From Aix to Avignon direct is less than 50 miles, but the longer route through St. Rémy and Tarascon is well worth the extra 18 miles.

The first village is St. Cannat, where the remains of a castle of the Bishops of Marseilles can be seen, and also the pilgrimage chapel of Notre Dame de la Vie. The road then begins to go through an open country, broken up with a curious formation of rocky ridges, through which the road has been cut. The whole neighbourhood was badly shaken with an earthquake in 1909, and Lambesc and other villages suffered very severely.

Sénas is a small stone village without interest, but Orgon, the next place, is strikingly situated between a precipitous limestone ridge and the wide bed of the River Durance, spanned at this point with a huge lattice girder railway-bridge. On the summit of the ridge are the picturesque ruins of a château of the Counts of Provence, twice dismantled, and also the Chapel of Notre Dame de Beauregard. The town has preserved part of its ramparts and several picturesque houses of the fourteenth, fifteenth, and sixteenth centuries. The church dates from 1325.

Five kilometres north of Orgon the road to St. Rémy goes off to the left, and runs along the north side of the isolated group of hills called Les Alpines. Long rows of tall cypresses stand by the roadside in vast perspectives, and help to mitigate the fierce mistral when it comes shrieking over the desolate plains of the Rhone’s delta.

ST. RÉMY

is a pleasant town with tree-lined streets and a fourteenth-century tower to its church, which is modern. About a mile to the south, on the site of the Phœnician town of Glanum Livii, afterwards Romanized, stand two remarkably fine relics of the first four centuries of this era. One is a Roman triumphal arch, half destroyed above, but still retaining finely coffered work inside the arch and some sculptured figures outside; the other is a magnificently preserved mausoleum of three stories, 50 feet high, and built of the same orange-coloured sandstone as the arch. The base is adorned with bas-reliefs of battle and hunting scenes, and on the top is a peristyle of ten Corinthian columns, containing two statues (with modern heads) representing the parents of Sextus and Marius, of the family of the Julii, by whom it was erected. The situation of these remarkable structures on a rocky little plateau is most striking.

TARASCON

Keeping along the foot of Les Alpines for about 9 kilometres farther, one swings to the right to the interesting old town of Tarascon, which faces Beaucaire on the opposite side of the mud-coloured Rhone. A long suspension bridge joins the two towns.
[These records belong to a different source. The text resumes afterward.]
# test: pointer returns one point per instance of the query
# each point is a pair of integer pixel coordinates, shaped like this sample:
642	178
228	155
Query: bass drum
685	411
The Church of Ste. Marthe, with its crocketed spire, was built on the site of a Roman temple in the twelfth century, and rebuilt between 1379 and 1449. It retains the magnificent south portal of the earlier church. The saint to whom the church is dedicated is said to have been buried under the marble effigy one may see. A legend tells how St. Martha found the district ravaged by a hideous dragon, which she killed or tamed, and thus earned the gratitude of the people of Tarascon. The memory of this deliverance was kept alive until recent years by a fête held on the second Sunday after Pentecost, when a huge representation of the dragon was taken through the streets. The castle of Tarascon is a complete and most imposing pile, standing four square, with one side washed by the Rhone. It was begun by Louis II. of Provence in the fourteenth century, and finished by the good King Réné of Anjou. Being now used as a prison, it is not easy to obtain permission to enter. The town still preserves a good gateway, flanked by round towers, and some of the old streets are picturesquely arcaded.

Beaucaire is a rather squalid little town, and it is far better to look from the Tarascon side at the fine ruined castle of Montmorency standing on its mass of white rock.